Gut, dass es Business Punk 1994 noch nicht gab, sonst hätte Cobain sich vermutlich deswegen erschossen. (Insider sortieren noch mal eben in „Wal im Netz“ (1997) die Buchstaben des Bandleaders von XXL Asylum um). Jedenfalls ist das supercool. Oder Huxley. Business Punk. Mwuahaha. Muss man bringen. Und dann hoffen, dass da draußen wenigstens 20.000 Leute rumlaufen, die das witzig finden, weil „hey, klar, work hard, play hard – Alda, wenn dat nicht punk ist, wat denn dann? Sid Vicious hat auch hard geplayt und geworkt, um ordentlich Kohle zu machen, das weiß ja wohl jeder. Und ich bin voll der Punk, weil, mein Anzug is von H&M, und auf meinen Socken steht vorn „R/L“, und ich trag die absichtlich falsch rum! Im Schuh! Anarchy in the UK Size 9!“
Gedruckt werden vom Business Punk meines Wissens 35.000 Stück – läuft also mit der Kundschaft aus der Lobotomie-Abteilung. Aber wieso erwähne ich das überhaupt? Ach so, weil: Ich das gekauft habe. Am Flughafen. Ausgabe 6/2018. Weil ich Erzähler bin und in Storys sehr grundsätzlich eine Waffe sehe, zum Guten wie zum Schlechten einsetzbar. Und weil laut Punky-Business-Inhaltsverzeichnis ein Storytellingprofi Auskunft gibt, nämlich Markus Gull. Der (Interview-)Text ist überschrieben mit „Wer lügt, kommt in die Hölle“ (augenzwinker, cool, kaugummikau, ironisch, nä?), Gull nennt sich „Story Dude“ und berät „Unternehmen rund um die Themen Brand- und Entertainment-Stories“. Seine vorgetragene Überzeugung lässt sich tatsächlich kurz zusammenfassen: Authentizität ist King. Ganz gleich, was wir verkaufen wollen, der Weg zum Börsenerfolg führt durch die Herzen. Einen persönlichen Wert vermitteln. Um diesen Wert herum eine Story entwickeln. Und immer ehrlich sein. Geht sonst schief.
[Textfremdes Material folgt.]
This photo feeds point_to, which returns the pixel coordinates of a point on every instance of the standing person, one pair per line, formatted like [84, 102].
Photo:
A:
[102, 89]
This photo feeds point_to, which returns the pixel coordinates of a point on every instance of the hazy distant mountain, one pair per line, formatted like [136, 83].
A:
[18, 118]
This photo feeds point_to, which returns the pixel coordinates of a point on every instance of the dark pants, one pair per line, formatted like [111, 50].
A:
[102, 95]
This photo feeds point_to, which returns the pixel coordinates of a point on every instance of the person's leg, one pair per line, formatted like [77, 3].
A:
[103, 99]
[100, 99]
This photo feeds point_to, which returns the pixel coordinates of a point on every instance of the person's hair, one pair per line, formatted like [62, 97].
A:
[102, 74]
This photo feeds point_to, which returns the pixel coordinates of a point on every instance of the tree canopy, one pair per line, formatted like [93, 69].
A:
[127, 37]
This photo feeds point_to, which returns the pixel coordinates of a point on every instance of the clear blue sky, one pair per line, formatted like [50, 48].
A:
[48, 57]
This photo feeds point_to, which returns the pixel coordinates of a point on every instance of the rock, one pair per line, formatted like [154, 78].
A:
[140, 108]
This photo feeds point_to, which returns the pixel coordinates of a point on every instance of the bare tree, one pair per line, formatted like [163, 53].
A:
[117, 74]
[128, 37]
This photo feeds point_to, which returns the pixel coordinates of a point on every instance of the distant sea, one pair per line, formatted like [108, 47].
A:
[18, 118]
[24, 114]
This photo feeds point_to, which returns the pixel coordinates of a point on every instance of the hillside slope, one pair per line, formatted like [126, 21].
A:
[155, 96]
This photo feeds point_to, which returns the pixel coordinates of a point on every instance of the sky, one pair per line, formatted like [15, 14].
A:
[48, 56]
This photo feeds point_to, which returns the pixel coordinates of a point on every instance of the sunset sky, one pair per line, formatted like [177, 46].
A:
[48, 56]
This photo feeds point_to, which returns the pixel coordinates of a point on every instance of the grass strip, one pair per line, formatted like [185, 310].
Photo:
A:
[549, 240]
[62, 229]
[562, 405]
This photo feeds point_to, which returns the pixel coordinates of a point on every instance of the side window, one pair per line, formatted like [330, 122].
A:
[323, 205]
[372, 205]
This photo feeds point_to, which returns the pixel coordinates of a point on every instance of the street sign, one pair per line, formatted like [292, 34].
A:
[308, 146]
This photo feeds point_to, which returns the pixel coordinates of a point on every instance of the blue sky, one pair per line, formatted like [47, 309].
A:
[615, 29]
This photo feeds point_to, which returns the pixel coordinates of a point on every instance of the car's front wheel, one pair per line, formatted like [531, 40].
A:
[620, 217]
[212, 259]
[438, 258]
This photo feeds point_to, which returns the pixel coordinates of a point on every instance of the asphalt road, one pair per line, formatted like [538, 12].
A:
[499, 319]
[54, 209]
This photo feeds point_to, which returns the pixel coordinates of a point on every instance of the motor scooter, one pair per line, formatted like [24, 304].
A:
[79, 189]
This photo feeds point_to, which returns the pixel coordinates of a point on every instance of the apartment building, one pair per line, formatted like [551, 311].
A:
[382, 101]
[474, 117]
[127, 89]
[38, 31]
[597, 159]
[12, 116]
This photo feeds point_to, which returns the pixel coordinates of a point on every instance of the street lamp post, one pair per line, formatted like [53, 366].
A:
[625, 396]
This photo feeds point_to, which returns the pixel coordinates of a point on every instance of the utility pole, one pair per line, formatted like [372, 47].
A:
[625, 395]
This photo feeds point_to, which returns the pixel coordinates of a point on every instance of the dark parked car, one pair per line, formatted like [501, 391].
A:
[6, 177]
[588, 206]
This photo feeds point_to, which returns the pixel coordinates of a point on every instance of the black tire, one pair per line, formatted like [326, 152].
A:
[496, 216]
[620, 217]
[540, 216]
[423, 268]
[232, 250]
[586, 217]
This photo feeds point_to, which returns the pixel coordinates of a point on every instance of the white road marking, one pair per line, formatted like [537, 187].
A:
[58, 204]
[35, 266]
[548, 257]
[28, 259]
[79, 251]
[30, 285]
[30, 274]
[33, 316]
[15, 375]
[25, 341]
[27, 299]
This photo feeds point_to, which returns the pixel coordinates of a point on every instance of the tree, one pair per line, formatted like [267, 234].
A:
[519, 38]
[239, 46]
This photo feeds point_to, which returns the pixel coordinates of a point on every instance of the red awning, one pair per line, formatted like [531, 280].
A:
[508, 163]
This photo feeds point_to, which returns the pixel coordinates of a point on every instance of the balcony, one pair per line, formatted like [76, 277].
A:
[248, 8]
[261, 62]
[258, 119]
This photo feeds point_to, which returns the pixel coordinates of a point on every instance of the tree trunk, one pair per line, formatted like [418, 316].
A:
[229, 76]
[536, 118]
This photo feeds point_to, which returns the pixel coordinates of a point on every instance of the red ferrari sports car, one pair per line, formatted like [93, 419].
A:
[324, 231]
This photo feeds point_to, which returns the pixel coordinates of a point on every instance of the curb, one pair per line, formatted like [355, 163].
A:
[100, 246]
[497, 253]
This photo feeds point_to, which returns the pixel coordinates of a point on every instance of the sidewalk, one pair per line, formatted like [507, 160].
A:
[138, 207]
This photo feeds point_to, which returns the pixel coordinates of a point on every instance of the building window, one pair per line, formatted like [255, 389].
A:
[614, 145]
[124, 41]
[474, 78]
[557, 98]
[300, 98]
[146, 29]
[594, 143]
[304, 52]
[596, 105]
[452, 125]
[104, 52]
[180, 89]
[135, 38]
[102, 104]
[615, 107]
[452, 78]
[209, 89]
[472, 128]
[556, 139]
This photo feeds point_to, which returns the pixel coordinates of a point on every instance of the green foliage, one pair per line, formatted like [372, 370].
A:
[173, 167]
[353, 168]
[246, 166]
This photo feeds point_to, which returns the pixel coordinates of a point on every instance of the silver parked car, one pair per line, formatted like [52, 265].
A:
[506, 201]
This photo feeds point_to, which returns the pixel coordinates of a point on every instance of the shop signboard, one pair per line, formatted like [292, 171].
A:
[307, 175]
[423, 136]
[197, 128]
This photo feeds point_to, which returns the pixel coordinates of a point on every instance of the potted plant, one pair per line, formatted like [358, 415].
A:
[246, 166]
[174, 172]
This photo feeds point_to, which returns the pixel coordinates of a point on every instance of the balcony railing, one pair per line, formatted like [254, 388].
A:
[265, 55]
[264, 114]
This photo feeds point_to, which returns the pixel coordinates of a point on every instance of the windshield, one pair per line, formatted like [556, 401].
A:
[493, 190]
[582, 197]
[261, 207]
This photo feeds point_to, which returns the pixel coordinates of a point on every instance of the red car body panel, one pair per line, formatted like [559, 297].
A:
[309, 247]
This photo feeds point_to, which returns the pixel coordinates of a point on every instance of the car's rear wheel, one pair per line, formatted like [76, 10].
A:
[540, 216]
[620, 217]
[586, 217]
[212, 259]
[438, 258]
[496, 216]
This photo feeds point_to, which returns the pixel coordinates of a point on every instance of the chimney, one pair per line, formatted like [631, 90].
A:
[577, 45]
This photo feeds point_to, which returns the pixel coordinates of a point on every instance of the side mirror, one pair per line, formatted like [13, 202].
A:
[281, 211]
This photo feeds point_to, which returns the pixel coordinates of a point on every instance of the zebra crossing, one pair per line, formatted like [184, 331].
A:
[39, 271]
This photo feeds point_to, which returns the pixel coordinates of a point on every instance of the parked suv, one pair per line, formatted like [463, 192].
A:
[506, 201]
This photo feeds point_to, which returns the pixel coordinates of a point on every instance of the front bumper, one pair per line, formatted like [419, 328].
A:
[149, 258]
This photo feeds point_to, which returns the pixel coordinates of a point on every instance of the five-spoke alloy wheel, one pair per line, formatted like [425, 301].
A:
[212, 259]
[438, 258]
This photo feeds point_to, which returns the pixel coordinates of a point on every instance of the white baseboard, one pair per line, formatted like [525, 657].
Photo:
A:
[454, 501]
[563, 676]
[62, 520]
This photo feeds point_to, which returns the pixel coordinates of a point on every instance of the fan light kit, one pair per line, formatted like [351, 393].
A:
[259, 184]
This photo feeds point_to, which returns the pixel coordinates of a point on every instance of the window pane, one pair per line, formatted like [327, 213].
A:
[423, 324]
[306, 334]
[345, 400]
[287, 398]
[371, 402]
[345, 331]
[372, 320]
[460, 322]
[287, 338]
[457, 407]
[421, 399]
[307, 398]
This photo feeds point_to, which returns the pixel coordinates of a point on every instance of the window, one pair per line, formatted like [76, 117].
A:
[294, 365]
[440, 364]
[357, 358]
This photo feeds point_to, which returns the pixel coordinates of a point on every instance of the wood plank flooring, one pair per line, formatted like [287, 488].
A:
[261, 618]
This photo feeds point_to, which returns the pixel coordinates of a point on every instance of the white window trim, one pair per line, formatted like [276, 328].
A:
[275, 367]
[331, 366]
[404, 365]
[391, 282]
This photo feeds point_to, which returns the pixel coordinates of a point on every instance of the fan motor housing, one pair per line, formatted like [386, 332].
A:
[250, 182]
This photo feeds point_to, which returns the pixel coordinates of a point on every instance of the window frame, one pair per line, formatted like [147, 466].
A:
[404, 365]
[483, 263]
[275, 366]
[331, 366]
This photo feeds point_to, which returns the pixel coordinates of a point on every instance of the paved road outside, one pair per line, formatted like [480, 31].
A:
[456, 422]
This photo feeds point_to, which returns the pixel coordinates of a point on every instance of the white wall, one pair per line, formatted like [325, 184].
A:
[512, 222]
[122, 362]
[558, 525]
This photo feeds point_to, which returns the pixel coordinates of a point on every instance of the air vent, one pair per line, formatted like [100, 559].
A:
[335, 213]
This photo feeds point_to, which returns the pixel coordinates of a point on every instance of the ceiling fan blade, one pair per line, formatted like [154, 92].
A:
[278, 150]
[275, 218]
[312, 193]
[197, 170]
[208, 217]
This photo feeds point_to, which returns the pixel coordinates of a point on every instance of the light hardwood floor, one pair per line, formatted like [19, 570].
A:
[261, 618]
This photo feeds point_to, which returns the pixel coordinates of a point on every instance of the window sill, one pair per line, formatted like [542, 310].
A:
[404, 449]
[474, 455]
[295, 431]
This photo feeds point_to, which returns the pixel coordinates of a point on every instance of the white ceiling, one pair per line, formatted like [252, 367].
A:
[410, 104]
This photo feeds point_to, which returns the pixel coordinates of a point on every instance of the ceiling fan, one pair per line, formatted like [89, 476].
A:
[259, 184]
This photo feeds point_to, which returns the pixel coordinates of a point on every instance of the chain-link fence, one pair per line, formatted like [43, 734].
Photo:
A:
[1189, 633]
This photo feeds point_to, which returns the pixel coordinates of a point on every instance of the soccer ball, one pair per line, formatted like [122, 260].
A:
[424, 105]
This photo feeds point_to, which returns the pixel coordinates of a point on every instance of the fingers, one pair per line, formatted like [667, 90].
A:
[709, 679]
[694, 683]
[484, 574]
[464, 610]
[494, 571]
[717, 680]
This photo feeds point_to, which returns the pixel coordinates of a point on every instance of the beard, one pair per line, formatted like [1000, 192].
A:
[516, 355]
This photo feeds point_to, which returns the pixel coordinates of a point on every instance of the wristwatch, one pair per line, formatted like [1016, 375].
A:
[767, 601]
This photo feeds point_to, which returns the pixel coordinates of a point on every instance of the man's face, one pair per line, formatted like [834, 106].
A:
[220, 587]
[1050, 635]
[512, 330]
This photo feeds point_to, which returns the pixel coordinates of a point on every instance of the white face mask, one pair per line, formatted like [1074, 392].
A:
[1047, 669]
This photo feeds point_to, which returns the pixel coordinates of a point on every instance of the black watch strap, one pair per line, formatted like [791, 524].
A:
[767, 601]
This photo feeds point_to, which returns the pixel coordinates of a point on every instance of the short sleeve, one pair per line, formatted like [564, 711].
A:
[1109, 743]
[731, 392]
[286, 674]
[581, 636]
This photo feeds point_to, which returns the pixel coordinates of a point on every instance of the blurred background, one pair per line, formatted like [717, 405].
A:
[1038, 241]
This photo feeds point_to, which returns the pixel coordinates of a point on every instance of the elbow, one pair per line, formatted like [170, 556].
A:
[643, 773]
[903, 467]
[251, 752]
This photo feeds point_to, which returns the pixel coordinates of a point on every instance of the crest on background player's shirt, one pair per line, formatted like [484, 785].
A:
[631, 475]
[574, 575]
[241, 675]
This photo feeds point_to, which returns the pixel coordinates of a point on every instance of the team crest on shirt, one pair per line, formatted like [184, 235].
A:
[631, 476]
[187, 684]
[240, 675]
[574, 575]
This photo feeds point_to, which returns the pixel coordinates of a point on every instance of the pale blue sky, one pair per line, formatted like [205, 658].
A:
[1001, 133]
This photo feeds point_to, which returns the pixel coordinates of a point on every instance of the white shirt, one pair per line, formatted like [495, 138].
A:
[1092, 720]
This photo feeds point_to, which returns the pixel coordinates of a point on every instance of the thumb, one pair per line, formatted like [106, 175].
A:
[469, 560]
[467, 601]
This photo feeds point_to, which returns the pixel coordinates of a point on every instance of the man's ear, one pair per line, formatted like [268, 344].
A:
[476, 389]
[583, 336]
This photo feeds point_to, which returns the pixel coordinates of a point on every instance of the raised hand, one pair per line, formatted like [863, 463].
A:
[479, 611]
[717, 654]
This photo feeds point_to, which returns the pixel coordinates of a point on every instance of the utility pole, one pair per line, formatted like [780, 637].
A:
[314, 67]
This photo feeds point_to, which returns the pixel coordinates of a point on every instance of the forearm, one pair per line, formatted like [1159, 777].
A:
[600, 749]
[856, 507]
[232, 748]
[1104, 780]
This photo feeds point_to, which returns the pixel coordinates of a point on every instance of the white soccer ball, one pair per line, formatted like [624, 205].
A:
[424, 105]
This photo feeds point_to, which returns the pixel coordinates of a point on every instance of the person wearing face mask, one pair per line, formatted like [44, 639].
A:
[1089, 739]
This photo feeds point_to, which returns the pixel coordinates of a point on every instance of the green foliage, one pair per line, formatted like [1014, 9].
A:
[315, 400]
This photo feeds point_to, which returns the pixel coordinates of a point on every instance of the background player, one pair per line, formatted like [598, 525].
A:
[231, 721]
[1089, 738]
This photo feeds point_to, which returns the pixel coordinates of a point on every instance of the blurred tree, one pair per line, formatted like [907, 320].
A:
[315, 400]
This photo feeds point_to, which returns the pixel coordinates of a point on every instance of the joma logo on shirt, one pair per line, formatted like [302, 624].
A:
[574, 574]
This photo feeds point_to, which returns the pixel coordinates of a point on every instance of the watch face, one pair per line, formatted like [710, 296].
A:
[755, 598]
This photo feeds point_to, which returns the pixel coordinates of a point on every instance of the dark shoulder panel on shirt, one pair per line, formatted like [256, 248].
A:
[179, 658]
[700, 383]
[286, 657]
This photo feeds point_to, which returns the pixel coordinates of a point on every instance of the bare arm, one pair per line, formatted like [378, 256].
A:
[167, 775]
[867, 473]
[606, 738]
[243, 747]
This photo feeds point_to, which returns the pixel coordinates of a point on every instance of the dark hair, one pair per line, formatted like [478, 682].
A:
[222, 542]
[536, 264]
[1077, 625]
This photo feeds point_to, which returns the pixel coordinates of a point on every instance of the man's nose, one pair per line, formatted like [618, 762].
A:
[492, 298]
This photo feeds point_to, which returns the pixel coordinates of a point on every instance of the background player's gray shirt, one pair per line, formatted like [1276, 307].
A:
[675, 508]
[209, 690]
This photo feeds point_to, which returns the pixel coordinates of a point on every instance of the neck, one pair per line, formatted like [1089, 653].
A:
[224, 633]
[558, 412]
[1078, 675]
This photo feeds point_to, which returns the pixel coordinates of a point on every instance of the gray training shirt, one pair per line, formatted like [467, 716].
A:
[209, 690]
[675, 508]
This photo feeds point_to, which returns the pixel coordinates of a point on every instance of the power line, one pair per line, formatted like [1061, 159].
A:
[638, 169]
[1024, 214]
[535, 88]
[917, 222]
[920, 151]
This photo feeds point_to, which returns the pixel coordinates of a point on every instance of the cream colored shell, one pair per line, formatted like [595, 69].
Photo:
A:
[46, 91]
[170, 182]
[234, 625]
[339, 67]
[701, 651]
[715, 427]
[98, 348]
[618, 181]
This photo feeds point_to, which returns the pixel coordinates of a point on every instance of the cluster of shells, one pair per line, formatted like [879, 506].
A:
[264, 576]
Vermutlich glaubt Gull sich das selbst. Lügen darf man nicht. Das merken die Leute ja. Und dann kaufen sie einem nichts ab. Keine Dieselautos. Keine Smartphones. Keine Politik. Keinen Afghanistan-Einmarsch. So sieht´s aus. In der Welt von Business Punk.
Der Punk ist (hier hat der Korrektor gepennt): Tatsächlich funktioniert die ganze Welt inklusive Wahrnehmung über Stories – solche, die man uns erzählt und jene eine, die wir uns über uns selbst erzählen. Gull hat also in so fern recht, als wir (Hedonisten, Egoisten, alle „entitled“) spüren, wenn jemand lügt und uns hinter seinem Claim oder seinen bunten Einladungen gar keinen weiteren glasklaren Alles-Meins-Lustgewinn verspricht, sondern irgendwas Differenzierteres. Sprich: ob eine kleine Story („Just do ist“, „Geiz ist geil“, „Weil ich es mir wert bin“) uns berührt oder nicht, hängt von unserer großen Story ab, jener, die uns grundsätzlich und wesentlich ist – unserem Bild von uns selbst und unserer ausgesprochenen oder unausgesprochenen Vorstellung davon, wozu wir hier sind, was „man“ tun oder lieber lässt, und welchen Sinn das Ganze wieso hat.
Der Business Punk verschweigt das natürlich, und man kann es ihm nicht vorwerfen. Er will ja nur verkaufen, nicht Erkenntnis befördern oder die Welt verbessern oder seinem ewigen Spießer-Publikum beim Pogotanzen mit dem Arsch ins Gesicht springen, wahlweise sehr, sehr laut Gitarre spielen und mit variablen Lyrics mitteilen: „Hört doch einfach mal auf, 24/7 komplett stumpf und link zu sein, das wäre doch mal ein Anfang.“
Ich glaube, Kurt hätten die beim Business Punk nicht mal als Fahrradkurier eingestellt. (Und Sid Vicious nur vielleicht, aber garantiert nicht vor dem 3. Februar 1979).